Yet now badges with a red hands motif are sported by Hollywood stars on the red carpet – just one instance of the normalisation of antisemitism as radical chic.
“Clothes maketh the man,” said Erasmus.
So what does it tell us that T-shirts emblazoned “Palestine Action” are being purchased online by members of British society?
They are endorsing group that is now proscribed under the Terrorism Act.
Note the appalling history of Palestine Action: a campaign of destruction across Britain.
Jewish-owned businesses in London and Manchester have been badly vandalised.
Factories responsible for valuable British jobs have been repeatedly attacked.
Royal Air Force aircraft engines were irreparably damaged at Brize Norton.
The shocking security breach must have delighted Britain’s enemies.
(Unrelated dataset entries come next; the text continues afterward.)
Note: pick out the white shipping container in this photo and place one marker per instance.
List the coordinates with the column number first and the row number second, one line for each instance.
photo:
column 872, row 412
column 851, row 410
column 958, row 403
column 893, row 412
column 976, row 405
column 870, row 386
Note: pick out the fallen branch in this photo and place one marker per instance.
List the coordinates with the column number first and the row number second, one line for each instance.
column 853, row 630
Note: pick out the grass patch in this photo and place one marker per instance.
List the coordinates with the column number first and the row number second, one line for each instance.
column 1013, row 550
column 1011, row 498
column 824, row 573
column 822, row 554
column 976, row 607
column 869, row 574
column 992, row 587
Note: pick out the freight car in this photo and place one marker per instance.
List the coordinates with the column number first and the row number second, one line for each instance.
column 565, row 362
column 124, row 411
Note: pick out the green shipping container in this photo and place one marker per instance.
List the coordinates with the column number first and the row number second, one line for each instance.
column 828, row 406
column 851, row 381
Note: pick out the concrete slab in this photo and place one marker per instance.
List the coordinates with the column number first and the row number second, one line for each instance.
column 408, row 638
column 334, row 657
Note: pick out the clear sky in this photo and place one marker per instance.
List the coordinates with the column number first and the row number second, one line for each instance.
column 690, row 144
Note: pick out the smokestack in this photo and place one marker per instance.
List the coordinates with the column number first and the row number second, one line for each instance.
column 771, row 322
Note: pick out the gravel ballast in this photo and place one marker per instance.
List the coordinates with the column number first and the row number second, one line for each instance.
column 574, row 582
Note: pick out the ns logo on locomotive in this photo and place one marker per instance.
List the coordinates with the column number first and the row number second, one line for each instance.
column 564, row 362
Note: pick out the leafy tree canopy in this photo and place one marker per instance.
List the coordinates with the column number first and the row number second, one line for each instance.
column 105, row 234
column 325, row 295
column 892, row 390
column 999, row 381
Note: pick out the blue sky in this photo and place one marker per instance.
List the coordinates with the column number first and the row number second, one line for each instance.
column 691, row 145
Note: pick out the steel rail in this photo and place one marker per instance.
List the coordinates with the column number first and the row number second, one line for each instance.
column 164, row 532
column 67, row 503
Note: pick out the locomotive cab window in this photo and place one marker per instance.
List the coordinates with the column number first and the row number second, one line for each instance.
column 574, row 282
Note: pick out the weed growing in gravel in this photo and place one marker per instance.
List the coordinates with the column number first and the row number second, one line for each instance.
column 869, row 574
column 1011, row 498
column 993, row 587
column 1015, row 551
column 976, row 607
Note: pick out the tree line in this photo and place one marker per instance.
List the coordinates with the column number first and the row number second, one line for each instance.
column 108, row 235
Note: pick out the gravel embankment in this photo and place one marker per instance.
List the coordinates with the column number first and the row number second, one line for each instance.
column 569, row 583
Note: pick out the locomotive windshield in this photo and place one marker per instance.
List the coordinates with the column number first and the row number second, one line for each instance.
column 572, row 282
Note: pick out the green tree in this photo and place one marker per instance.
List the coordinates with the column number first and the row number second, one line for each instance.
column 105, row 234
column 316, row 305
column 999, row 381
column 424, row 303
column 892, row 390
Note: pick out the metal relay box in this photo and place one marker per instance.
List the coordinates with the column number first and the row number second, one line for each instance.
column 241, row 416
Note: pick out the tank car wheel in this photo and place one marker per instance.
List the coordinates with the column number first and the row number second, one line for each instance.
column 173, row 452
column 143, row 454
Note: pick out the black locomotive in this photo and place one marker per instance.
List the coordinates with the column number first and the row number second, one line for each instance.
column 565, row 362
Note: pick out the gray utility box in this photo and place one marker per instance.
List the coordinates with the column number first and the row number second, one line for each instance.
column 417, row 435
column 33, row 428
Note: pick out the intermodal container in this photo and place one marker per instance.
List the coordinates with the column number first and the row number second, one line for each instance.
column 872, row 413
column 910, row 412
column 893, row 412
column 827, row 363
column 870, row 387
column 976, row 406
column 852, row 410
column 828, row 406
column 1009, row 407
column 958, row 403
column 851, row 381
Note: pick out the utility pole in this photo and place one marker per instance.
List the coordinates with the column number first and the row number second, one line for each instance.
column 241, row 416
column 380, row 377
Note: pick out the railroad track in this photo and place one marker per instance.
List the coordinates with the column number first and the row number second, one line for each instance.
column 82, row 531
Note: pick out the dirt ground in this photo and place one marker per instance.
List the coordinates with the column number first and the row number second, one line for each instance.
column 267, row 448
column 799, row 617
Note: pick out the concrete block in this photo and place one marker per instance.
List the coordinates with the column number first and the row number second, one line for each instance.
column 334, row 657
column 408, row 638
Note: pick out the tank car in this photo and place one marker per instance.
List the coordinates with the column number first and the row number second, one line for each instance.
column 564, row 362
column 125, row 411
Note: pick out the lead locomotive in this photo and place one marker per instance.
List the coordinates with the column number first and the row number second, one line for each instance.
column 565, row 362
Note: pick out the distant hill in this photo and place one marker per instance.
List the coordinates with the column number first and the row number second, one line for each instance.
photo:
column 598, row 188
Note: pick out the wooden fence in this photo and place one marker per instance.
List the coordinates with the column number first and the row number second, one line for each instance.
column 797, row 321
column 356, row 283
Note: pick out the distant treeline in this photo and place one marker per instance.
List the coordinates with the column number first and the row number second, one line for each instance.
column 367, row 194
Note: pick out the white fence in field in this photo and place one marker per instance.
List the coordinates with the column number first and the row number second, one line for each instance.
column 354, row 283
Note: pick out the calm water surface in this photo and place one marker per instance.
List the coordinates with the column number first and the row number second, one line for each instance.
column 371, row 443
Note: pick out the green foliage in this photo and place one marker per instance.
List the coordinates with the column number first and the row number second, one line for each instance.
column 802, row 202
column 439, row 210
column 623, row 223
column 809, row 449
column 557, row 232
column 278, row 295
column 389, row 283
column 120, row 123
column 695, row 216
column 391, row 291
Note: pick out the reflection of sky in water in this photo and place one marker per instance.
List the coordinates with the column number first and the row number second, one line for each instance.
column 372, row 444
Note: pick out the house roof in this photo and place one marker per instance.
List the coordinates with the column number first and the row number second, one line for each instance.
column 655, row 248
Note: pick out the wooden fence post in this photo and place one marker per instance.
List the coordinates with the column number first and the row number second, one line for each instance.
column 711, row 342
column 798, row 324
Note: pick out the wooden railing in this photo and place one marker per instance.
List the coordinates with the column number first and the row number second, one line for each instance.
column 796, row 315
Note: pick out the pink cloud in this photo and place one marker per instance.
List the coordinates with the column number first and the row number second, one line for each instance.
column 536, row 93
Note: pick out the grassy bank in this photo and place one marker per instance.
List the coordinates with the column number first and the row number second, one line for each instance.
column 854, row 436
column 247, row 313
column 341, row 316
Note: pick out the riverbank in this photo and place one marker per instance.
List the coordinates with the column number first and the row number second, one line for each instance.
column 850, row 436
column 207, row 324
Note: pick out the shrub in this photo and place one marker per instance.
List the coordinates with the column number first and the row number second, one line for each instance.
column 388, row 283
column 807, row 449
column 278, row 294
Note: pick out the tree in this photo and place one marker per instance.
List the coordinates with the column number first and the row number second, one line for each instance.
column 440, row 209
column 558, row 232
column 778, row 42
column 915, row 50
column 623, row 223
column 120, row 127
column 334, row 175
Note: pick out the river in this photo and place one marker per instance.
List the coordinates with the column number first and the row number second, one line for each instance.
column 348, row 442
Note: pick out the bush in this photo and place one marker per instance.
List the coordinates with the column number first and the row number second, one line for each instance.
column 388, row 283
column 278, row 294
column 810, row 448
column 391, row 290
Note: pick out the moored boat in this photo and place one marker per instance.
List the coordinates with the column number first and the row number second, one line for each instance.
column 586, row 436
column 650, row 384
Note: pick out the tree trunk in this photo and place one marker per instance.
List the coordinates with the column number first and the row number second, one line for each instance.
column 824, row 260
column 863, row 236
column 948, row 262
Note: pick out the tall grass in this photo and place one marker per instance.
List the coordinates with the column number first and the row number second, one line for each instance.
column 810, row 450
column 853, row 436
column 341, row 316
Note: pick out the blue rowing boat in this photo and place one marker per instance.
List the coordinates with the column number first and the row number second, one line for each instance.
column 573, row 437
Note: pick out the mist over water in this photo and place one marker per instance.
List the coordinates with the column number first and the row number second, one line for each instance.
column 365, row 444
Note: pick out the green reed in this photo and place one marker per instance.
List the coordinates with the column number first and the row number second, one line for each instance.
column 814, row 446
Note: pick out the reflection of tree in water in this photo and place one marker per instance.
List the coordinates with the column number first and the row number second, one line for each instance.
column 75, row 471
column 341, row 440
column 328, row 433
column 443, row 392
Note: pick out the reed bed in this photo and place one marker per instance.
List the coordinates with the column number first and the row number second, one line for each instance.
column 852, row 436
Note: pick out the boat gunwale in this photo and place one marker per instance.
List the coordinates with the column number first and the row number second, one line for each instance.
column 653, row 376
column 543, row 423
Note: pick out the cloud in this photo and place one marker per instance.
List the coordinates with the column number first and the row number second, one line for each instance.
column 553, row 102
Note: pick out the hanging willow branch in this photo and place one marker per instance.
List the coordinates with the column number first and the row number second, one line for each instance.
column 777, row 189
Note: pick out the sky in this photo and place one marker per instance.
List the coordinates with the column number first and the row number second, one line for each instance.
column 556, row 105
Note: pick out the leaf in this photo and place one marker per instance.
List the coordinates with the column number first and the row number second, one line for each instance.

As for the notion that these are non-violent protests, remember the police officers injured with sledgehammers in Bristol last year.
Anyone with an iota of decency would be ashamed to be associated with this group.
Yet a senior academic at Cambridge University was recently seen in a shirt saying “We Are All Palestine Action”.
Do those wearing these T-shirts understand what they are endorsing: an ever-escalating threat to the Jewish community and indeed British society?
Here is today’s version of the emperor’s new clothes.
Those who wear them leave their abject moral state exposed.